Over time, with each re-telling, this narrative-come-worldview became more ‘real’ - felt more ‘real’ - as the moral sentiments it aroused moved from body to body, across space and time, adding a materiality, weight and history to this Mythical Charter.
And it was precisely this cosmo-genic myth that inspired Simon de Montfort's convening of the first Parliament; and the English Civil wars of the 17th century that culminated in the Bill of Rights of 1689, which in turn established the principles of parliamentary sovereignty. And just under a hundred years later, the same myth - except that now ‘the People’ had replaced the ‘Barons’ - was once again invoked, this time to justify the American Declaration of Independence.
In modern times, the Magna Carta has been positioned as the cornerstone of human rights. Indeed, the United Nations Universal Declaration of Human Rights is, according to Eleanor Roosevelt, designed to be the Magna Carta for all mankind. Even Australia’s former Chief Justice, Gerard Brennan, said that the Magna Carta ‘is an incantation to the spirit of liberty… the talisman of a society in which tolerance and democracy reside… [It] continues to infuse the deepest aspirations of the Australian people.’

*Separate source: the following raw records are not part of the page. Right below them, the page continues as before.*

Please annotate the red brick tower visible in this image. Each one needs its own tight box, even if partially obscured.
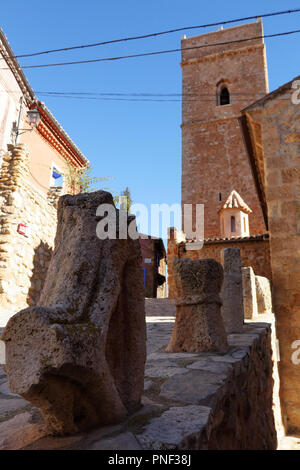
[181,20,268,238]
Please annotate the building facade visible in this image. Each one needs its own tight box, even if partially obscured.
[181,21,268,238]
[240,76,300,433]
[0,30,88,326]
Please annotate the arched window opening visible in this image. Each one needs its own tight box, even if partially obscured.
[219,86,230,106]
[231,215,235,232]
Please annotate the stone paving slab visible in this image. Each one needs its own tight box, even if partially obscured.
[0,299,278,450]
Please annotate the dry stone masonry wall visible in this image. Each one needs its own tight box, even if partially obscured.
[1,191,146,434]
[0,145,57,326]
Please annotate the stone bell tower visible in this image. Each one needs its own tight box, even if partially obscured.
[181,20,268,238]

In light of these statements, it is easy to get the impression that the principles underpinning modern democracies - from the separation of powers to citizens being both the subjects and authors of the law - were in some way prefigured in the sealing of the 1215 Magna Carta. The reality, however, is that nothing contained in the historical Magna Carta(s) actually guaranteed the later emergence of these key tenets.

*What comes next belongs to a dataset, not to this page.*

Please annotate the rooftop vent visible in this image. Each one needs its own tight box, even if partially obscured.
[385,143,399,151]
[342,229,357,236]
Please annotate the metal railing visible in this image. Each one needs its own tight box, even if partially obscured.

Nonetheless, it was the myth of the Magna Carta that became the symbolic soil in which these ideas could take root, find nourishment and flourish. Ultimately, the symbolic significance of the Carta lies not in the clauses contained in the document but in the act by which it was created. For the first time, an equally coercive force confronted an absolute sovereign and demanded the King be bound by the rule of law.
Even more radically, this implied a moral equivalency, at the most basic level, between the personhood of the King and his subjects; and it was this recognition of the non-ruler’s political personhood - or to use Arendt’s famous term, the ‘right to have rights’ - that was foundational and existing logically prior to all other civic rights.
This may be at odds with our common sense understanding of how human rights developed. People often think that modern human rights started with the question: when and how can governments be legitimate? But this already presupposed that governments needed legitimacy in the first place. Why do they need power and legitimacy? Implicit in the myth of the Magna Carta is the assumption of a minimum equivalency of political personhoods between ruler and the ruled. This creates a moral duty on the ruled to obey the ruler only to the extent that the ruler respects and recognises the rights of the ruled. This recognition of the right to rights is not dependent on the values we enjoy in modern democracies but is the source of them.
The genius of the Magna Carta as a Mythical Charter is that it fuels the development of these new values, all the while dressing each successive - and at times radical - political and legal breakthrough in the garb of sacred tradition. This explains the myth’s vibrancy and mobility across time and space, context and histories, from legal texts, political speeches, to folktales.
And this struggle continues today, as many peoples around the world seek recognition of their political personhood against their own King Johns. Though the Magna Carta as Baronial contract may belong to English history, the Magna Carta as Mythical Charter belongs to the world.